Many patients with heart failure with preserved ejection fraction receive beta-blockers for other clinical indications. However, trials involving patients with the condition who have received either nebivolol or carvedilol have not shown a reduction in death or hospitalizations for heart failure or an improvement in quality of life.

Diuretics

Indicated for symptom relief by reducing pulmonary and systemic congestion. Loop diuretics are the mainstay for acute decompensation, while thiazides may be used in hypertensive patients. Guidelines emphasize the importance of using the lowest effective dose to avoid complications like hypokalemia and renal dysfunction.

Sodium-Glucose Cotransporter 2 (SGLT2) inhibitors

Empagliflozin and dapagliflozin have shown efficacy in reducing heart failure hospitalizations in the EMPEROR-Preserved and DELIVER trials, respectively.

Meta-analyses suggest significant reductions in hospitalization rates, with benefits largely attributable to improved volume management. These agents are recommended as first-line therapy due to their dual benefits on heart failure and comorbid diabetes.

Glucagon-like Peptide-1 (GLP-1) receptor agonists

Semaglutide demonstrated improved exercise tolerance, weight loss, and quality of life in the STEP-HFpEF trial, particularly in patients with obesity.

Ongoing studies are exploring the broader applicability of GLP-1 receptor agonists beyond obesity-related HFpEF.

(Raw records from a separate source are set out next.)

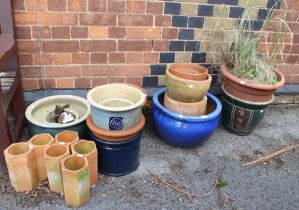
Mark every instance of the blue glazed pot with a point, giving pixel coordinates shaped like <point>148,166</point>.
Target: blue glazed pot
<point>185,130</point>
<point>118,158</point>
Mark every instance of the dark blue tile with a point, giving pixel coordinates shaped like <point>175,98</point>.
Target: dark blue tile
<point>176,45</point>
<point>167,57</point>
<point>196,22</point>
<point>186,34</point>
<point>205,10</point>
<point>179,21</point>
<point>192,46</point>
<point>236,12</point>
<point>172,8</point>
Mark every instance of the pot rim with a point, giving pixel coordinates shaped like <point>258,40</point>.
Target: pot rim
<point>32,106</point>
<point>189,118</point>
<point>237,80</point>
<point>140,102</point>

Non-pharmacological approaches

Lifestyle interventions addressing obesity and physical inactivity are critical adjuncts to medical therapy.
Pulmonary pressure monitoring systems, such as CardioMEMS, a small, invasive remote monitoring device that continuously measures pulmonary arterial pressure, have shown promise in reducing hospitalizations.
Cardiac rehabilitation programs tailored to HFpEF patients can improve exercise capacity and overall well-being.

Guideline Recommendations

Current international guidelines emphasize diuretics for congestion relief and endorse SGLT2 inhibitors as a class I recommendation (ESC, 2023). MRAs and ARNIs are recommended with lower strength (class IIa or IIb) in specific guidelines, reflecting varying levels of evidence. The American and Japanese guidelines also highlight the importance of managing comorbid conditions such as hypertension and atrial fibrillation. It should be noted that the European guidelines have recently updated their recommendations to include specific therapies targeting obesity-related HFpEF.

Conclusion

The management of HFpEF requires a personalized approach that addresses patient-specific comorbidities and phenotypes. Although recent therapeutic advances give hope, ongoing research is essential to identify treatments that improve long-term outcomes. The future of HFpEF management could be based on precision medicine approaches, which combine new pharmacological agents with personalized lifestyle interventions. Collaboration between cardiologists, endocrinologists and general practitioners will be crucial to optimise care for this growing patient population.

Sources
  1. Cannata A, McDonagh TA. Heart Failure with Preserved Ejection Fraction. N Engl J Med. 2025 Jan 9;392(2):173-184. doi: 10.1056/NEJMcp2305181. PMID: 39778171.